Time to pick on the poor chicken, and it’s really not the chicken’s fault. If you eat chicken, do you know what you’re eating? Do you know what you’re paying for? And do you know what you get as sort of an added bonus?
Get ready . . .
Unless you’re a really careful shopper and are willing to pay more for free-range, all-natural, organic, absolutely nothing added chicken, here’s what you get: chicken, water and salt—lots of salt. In fact, you may well be getting up to 15 percent added salt water that’s injected into the chicken. Sometimes you get added broth, marinade and oil as well. And, it’s approved by the USDA. And with that injected salt water—you get up to 550mg of sodium per 4 oz serving. To put this in perspective, most adults over age 45 should consume only 1,500 mgs of sodium per day, or less, yet the average adult consumes almost 4,000 mgs of sodium per day. Sodium is a major contributor to high blood pressure, stroke and heart disease. (Reducing sodium to the recommended levels could save an estimated 100,000 lives a year.)
Now, if you’re like most of us, you want the best value for your money at the supermarket. And, when you see the label that says, “100 percent natural ingredients,” you may think that’s exactly what you get. It’s true that sodium and water are natural ingredients, but look at that label a little closer to be sure they aren’t “added” ingredients. If so, you’re chicken is no longer “all natural,” and you’re paying more for it.

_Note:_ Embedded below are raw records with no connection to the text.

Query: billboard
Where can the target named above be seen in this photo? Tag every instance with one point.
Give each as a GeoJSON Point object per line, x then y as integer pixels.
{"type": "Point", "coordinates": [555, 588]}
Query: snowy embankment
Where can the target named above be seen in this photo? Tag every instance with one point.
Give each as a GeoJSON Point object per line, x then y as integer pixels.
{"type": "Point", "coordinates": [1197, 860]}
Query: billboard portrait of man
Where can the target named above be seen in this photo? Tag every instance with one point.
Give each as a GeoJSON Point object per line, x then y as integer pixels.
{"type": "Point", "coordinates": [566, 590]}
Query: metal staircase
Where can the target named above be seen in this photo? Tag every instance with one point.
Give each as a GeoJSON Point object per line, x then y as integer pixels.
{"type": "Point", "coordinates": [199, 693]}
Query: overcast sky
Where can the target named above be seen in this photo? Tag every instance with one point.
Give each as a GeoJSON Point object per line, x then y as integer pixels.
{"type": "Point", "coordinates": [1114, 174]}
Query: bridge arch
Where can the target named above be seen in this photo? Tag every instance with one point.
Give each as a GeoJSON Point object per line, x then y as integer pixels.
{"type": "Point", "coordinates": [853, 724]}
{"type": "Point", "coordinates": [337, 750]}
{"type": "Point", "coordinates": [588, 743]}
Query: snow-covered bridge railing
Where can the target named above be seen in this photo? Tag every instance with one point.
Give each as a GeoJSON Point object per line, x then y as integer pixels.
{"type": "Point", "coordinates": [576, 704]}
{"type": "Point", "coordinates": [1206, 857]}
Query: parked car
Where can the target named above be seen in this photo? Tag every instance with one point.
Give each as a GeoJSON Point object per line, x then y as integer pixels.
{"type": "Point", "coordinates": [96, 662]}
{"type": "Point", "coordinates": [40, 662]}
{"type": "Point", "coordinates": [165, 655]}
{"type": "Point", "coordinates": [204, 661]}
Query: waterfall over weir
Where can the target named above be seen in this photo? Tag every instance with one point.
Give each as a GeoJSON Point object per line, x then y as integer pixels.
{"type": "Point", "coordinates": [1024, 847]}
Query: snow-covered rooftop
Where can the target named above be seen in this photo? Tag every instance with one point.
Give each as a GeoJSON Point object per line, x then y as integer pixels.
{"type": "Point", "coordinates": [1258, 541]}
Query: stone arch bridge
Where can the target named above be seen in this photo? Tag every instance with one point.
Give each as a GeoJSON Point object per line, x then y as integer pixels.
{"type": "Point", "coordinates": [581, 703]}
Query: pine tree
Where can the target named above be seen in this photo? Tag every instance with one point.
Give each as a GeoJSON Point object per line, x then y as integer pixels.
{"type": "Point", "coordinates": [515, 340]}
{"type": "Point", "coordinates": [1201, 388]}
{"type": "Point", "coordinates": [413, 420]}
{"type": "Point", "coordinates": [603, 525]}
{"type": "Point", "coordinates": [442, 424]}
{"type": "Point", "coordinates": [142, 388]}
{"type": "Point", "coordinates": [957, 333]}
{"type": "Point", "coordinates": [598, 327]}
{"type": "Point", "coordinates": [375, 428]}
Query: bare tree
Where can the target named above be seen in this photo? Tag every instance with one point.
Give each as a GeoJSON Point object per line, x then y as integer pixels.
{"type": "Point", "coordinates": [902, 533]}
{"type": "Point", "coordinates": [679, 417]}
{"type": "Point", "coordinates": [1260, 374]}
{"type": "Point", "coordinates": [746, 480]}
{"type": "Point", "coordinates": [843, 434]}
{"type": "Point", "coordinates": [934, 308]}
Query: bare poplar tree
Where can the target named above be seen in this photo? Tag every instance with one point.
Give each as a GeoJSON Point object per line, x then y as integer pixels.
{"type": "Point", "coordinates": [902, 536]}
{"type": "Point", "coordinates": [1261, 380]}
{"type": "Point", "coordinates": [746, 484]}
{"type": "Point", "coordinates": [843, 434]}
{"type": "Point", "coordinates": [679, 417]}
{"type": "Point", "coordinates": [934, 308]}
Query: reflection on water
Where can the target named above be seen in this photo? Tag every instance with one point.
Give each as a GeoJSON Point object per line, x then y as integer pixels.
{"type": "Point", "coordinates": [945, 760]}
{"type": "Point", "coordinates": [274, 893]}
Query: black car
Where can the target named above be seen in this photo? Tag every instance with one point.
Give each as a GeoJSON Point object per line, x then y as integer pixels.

Here’s where you get to pay the chicken tax.
You’re buying a 6 pound chicken. But, if 15 percent is added water weight (with added sodium), you’re really only getting about a 5 pound chicken. Add it all up and that extra 15 percent, or pound of chicken, costs American consumers about $2 billion each year. And, can you guess where that $2 billion “profit” goes?
So, how do you feel about paying more, getting less—and at the same time, paying for something (an unhealthy dose of sodium) that has no place in a chicken in the first place?